Third, it does no good for Beltway technocrats to explain how deficits are good at "stimulating" the economy, or why they do not really have to be paid back. Voters know that such gibberish does not apply to their own mortgages and credit card bills.
Voters feel relieved when they can pay off debt and become chronically depressed when they cannot. When the government last balanced the budget in 2000 under the Clinton administration and the Republican Congress, the country collectively experienced as much of a psychological high as it is now collectively experiencing humiliation over being ridiculed as a spendthrift borrower.

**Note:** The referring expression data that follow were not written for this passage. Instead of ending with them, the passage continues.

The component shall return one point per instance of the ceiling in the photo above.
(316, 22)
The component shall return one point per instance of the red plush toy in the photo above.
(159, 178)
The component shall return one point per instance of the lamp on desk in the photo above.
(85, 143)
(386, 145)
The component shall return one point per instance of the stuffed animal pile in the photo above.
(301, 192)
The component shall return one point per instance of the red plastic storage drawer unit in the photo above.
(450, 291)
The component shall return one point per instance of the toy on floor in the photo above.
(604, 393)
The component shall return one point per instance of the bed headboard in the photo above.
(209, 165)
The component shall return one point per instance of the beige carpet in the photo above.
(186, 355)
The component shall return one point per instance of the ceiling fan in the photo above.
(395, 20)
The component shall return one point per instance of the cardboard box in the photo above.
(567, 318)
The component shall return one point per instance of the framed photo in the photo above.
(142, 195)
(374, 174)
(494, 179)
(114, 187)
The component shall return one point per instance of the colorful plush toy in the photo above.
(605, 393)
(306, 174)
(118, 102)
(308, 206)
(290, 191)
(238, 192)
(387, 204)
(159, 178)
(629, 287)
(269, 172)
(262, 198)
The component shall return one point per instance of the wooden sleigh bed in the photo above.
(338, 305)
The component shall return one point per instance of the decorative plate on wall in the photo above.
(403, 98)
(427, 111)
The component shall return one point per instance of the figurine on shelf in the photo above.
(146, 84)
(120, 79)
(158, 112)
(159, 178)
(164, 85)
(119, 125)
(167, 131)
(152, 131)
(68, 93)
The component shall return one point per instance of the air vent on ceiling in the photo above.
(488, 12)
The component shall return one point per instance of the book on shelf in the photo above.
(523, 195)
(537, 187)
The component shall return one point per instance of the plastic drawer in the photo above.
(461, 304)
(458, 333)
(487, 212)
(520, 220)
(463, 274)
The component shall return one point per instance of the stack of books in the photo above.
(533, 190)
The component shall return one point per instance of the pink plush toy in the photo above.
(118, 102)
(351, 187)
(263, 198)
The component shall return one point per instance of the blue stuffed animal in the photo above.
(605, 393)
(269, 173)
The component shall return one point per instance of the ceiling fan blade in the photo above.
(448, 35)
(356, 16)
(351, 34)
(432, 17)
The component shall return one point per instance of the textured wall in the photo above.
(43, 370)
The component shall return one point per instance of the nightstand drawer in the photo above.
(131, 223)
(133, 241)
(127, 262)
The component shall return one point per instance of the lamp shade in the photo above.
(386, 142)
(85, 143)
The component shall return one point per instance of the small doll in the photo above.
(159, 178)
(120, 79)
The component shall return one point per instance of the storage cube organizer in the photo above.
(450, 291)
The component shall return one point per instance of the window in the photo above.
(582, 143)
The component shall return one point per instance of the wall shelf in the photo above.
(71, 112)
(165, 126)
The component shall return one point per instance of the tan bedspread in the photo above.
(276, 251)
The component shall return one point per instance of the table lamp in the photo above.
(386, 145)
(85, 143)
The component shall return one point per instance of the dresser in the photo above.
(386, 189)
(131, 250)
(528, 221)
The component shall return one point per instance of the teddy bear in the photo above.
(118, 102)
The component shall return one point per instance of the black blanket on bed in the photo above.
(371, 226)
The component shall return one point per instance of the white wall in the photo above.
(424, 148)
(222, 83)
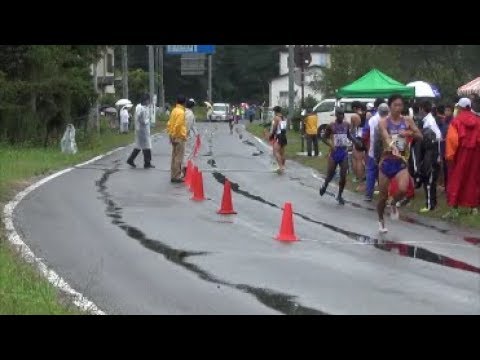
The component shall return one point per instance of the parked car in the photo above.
(220, 112)
(326, 111)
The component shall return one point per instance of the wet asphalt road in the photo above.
(133, 243)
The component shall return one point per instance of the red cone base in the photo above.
(188, 175)
(287, 231)
(227, 205)
(198, 187)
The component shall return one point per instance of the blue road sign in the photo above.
(190, 49)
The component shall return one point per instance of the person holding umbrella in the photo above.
(142, 134)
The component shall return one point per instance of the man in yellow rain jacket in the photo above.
(177, 130)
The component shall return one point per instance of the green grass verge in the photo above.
(22, 289)
(320, 164)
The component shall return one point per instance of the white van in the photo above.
(326, 110)
(220, 112)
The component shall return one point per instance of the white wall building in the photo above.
(105, 72)
(278, 92)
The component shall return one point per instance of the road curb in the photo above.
(27, 254)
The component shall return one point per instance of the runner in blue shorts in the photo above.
(394, 130)
(337, 137)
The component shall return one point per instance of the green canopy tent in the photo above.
(375, 84)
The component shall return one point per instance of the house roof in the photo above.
(313, 67)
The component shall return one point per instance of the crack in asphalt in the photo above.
(406, 250)
(281, 302)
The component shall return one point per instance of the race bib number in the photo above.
(400, 142)
(340, 140)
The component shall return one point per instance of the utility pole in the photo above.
(210, 78)
(125, 71)
(151, 73)
(96, 118)
(161, 89)
(291, 88)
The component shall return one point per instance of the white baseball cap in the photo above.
(464, 103)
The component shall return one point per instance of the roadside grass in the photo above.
(466, 218)
(22, 289)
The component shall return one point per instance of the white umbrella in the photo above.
(110, 110)
(123, 102)
(423, 89)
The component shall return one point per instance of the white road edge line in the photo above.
(15, 239)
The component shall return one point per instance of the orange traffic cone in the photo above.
(227, 205)
(193, 179)
(198, 187)
(287, 231)
(188, 175)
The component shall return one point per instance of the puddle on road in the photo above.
(248, 142)
(212, 163)
(472, 240)
(280, 302)
(406, 250)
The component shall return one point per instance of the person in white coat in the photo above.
(191, 128)
(124, 117)
(142, 134)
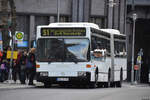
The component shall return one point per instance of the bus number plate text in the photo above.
(62, 79)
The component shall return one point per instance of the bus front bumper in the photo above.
(73, 80)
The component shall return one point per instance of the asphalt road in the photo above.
(60, 93)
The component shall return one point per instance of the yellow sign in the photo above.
(15, 53)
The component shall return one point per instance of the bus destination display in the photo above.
(63, 31)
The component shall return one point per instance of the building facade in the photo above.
(142, 35)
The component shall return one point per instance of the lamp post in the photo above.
(58, 8)
(134, 16)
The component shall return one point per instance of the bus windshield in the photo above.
(63, 50)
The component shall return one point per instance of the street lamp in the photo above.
(58, 12)
(134, 16)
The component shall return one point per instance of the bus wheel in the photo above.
(47, 85)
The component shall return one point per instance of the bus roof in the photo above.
(112, 31)
(83, 24)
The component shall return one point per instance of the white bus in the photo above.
(80, 54)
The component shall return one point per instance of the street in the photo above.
(127, 92)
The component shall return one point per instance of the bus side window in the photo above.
(99, 54)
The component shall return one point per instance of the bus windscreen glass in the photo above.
(63, 32)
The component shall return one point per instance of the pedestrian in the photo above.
(3, 71)
(23, 67)
(31, 66)
(16, 67)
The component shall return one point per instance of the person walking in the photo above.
(16, 67)
(31, 66)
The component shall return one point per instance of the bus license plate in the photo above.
(62, 79)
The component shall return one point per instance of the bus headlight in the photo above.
(43, 73)
(81, 73)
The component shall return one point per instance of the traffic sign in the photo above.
(19, 35)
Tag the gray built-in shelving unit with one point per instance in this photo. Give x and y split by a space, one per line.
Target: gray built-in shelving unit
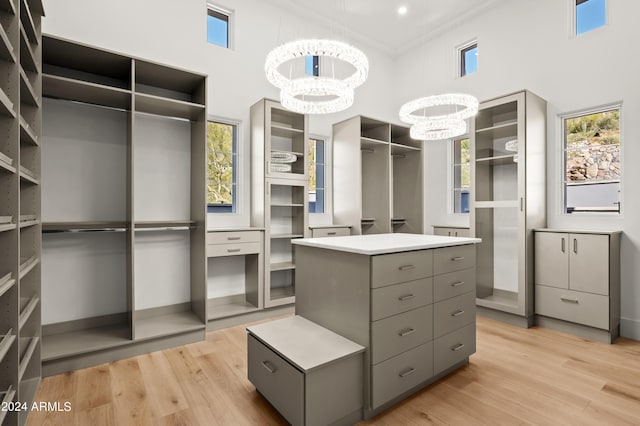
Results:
508 201
124 206
20 242
279 193
377 177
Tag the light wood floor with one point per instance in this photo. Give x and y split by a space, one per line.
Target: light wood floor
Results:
517 377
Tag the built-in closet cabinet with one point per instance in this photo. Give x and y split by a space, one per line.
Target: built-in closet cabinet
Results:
508 200
124 205
279 193
377 177
20 206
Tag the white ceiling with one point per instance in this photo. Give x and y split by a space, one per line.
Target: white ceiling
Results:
378 21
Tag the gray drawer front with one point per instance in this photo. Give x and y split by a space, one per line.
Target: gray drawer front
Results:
395 268
394 335
220 250
582 308
330 232
398 298
454 347
453 284
401 373
277 380
454 313
233 237
449 259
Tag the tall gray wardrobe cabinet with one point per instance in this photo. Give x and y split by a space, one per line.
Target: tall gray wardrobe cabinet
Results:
123 206
508 167
20 181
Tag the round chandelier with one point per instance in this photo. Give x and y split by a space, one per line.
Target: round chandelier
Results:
443 126
318 94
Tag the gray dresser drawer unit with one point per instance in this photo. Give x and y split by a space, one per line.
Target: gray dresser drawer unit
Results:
573 306
220 250
453 284
329 232
401 373
454 313
233 237
454 347
277 380
395 268
394 299
394 335
453 258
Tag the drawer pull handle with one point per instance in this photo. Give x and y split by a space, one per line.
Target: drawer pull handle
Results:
270 368
406 332
456 348
407 372
406 297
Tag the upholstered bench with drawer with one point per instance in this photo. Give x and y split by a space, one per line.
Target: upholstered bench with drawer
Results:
311 375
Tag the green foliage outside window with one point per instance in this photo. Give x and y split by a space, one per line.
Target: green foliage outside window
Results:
221 158
593 147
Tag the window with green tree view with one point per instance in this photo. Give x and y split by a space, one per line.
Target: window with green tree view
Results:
461 175
592 161
221 167
316 175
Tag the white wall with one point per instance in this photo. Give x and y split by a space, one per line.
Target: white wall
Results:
174 33
526 44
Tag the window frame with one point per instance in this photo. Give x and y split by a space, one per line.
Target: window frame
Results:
460 57
563 162
234 208
573 13
324 174
217 11
451 173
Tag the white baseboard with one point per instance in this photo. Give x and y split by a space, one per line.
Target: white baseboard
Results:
630 328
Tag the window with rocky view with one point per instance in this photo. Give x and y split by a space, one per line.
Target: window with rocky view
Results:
592 161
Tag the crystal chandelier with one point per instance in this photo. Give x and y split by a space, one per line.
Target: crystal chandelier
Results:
318 94
443 126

So national reputation and sense of self also matter. Americans are tired of hearing about inevitable Chinese ascendancy and American decline. They know China is still in many ways a repressive developing country facing huge political, environmental and demographic challenges.
But Americans also concede that China's huge budget and trade surpluses result in trillions of dollars in cash reserves — and hence global clout, world respect and a promising future that seems not likewise true of spend now/pay later America.
Fourth, there is real fear that something terrible will soon come from this unsustainable level of spending. Interest rates are at historic lows. But if they should rise, just servicing the current debt would cost even more hundreds of billions in borrowed dollars.
Vote 'Em Out
Soon, we will face a bleak choice of either slashing national defense or Social Security — or both — just when the nation is graying and the world is becoming more dangerous than ever. Will the Chinese lend us the money to deploy an aircraft carrier off their coast, or finance new American health-care entitlements that they cannot afford for 400 million of their own people?
In this upcoming election, all the old political pluses — years of incumbency, entrenched seniority and pork-barrel earmarks — are proving to be liabilities. Instead, the more public officials admit to being in control when trillions of dollars were run up, the more Americans want them gone.
We are humiliated by what we owe. If we cannot pay it back, we will at least want political payback. It's that simple this year.